How do pests enter your pantry?
How do these pests get into our food? Some find their way from outdoors but the majority of them are present in the food items brought into our homes. If these food items have been stored at a location for weeks before being transported, chances of infestation originating from the warehouse cannot be ruled out. From there to the delivery van, then to the retail stores and finally into our homes, it’s a jolly ride for these little pests.

Controlling the pests


Steps to take control of the infestation are:
Step 1: When purchasing, thoroughly inspect all groceries and packaged food items for signs of infestation – small holes in cereals and pulses or thin webbing in the packages of milled products. At home, find the source of infestation. Do not overlook bird seed, pet food, chocolates, candies, cake mixes and other unopened food items.
Step 2: Discard any or all infested food and store all pantry items in air tight containers or jars.
Step 3: Remove all foods and vacuum the area. Seal up cracks and crevices where crumbs tend to get lodged. Make sure that cupboards and shelves fit well against cabinet walls.


Here are a few ideas to keep away these pests from your pantry.
nDiscard infested food in sealed bags because many cereal pests can fly. They can stay away for a while and fly back to find another source to deposit their eggs.
nBuy smaller packages of milled products and flour so that they are consumed faster. Or else, place packages in the freezer for three days before opening them. You could also heat them in the oven at 130 degrees for an hour or two to kill all stages of the pest and its eggs. The moths/beetles must be sifted out of the flour before use.
nDo not mix old and new food items. If the old food stuff is infested, it wouldn’t take much time for the pests to invade the new.


nUse pest-proof glass, metal or plastic containers. Glass jars with rubber gaskets are the best. Do not go for jars with screw tops, as larvae of pests can lodge themselves in the screw threads.

nUse hot water and soap to cleanse corners and crevices after cleaning up all spills and food crumbs. Boric acid can be dusted around cracks and corners to kill pests.
nVacuum clean the pantry at regular intervals. Wash cans, containers and jars, sun-dry them to kill any microscopic larvae.

Traditionally used repellents

Bay leaves, garlic and black pepper can be used to keep weevils away. Dried citrus fruit peels, laid out in the shelves, act as a repellent. A few cloves or a few hot whole red chillies mixed in the rice bags or storage containers can keep weevils away. The strong smell of cloves is what the weevils don’t enjoy.

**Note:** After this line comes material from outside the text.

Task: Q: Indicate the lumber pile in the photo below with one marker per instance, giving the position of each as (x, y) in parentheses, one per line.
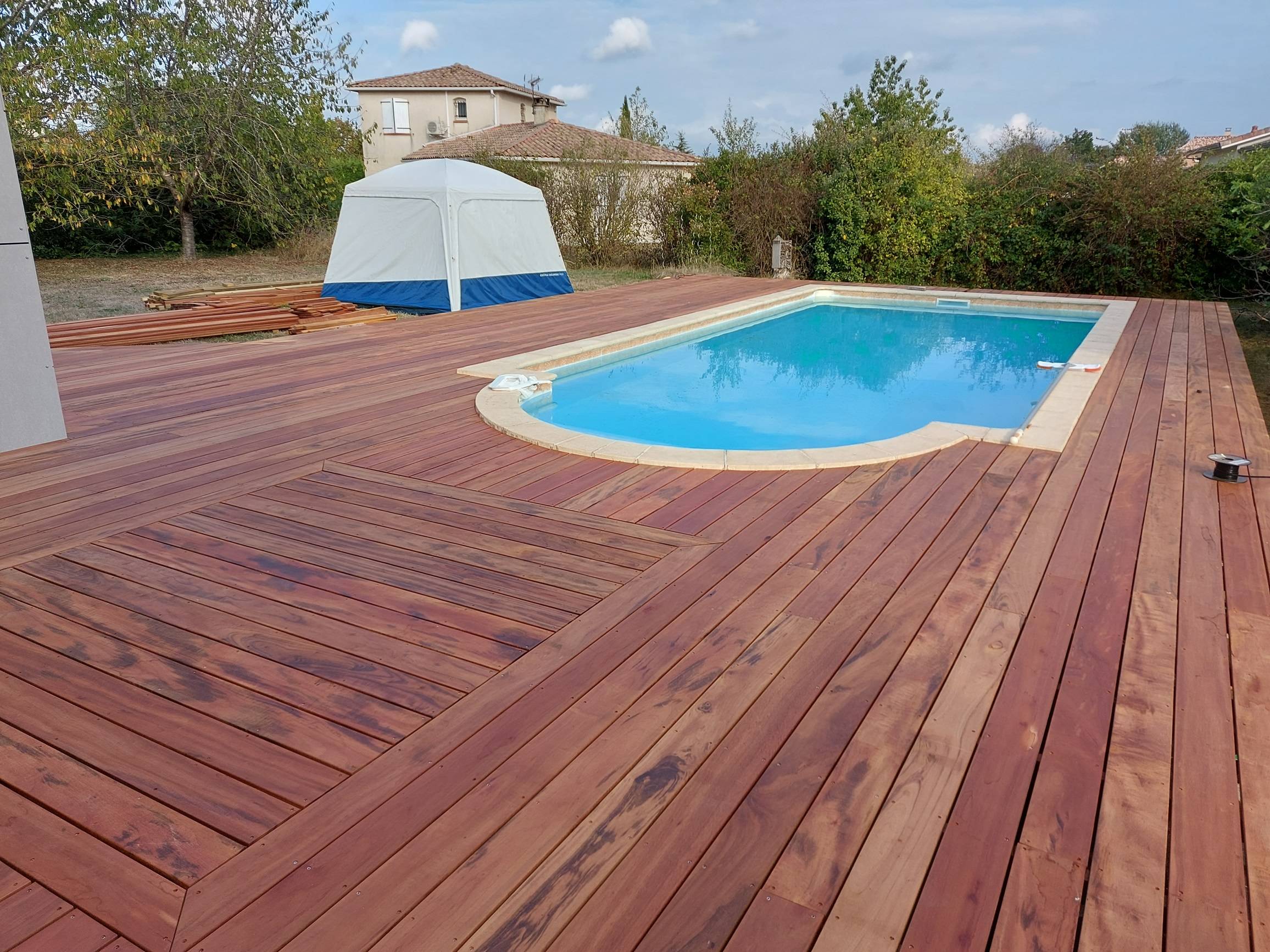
(233, 294)
(328, 312)
(150, 328)
(204, 312)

A bay leaf can be taped on the inner side of the lid to repel pests from entering containers.  A box of matches can also be placed in the cabinet. The sulphur content in the match sticks is said to keep pests away, but this idea is not advisable if children are around. Sticks of spearmint chewing gum can also be placed in the shelves.
All pesticides and insecticide sprays have chemicals in them and can be poisonous. Hence keep them out of the reach of children and pets. Take great care when disposing empty pesticide containers. Take professional help if you think the problem is too tough to handle.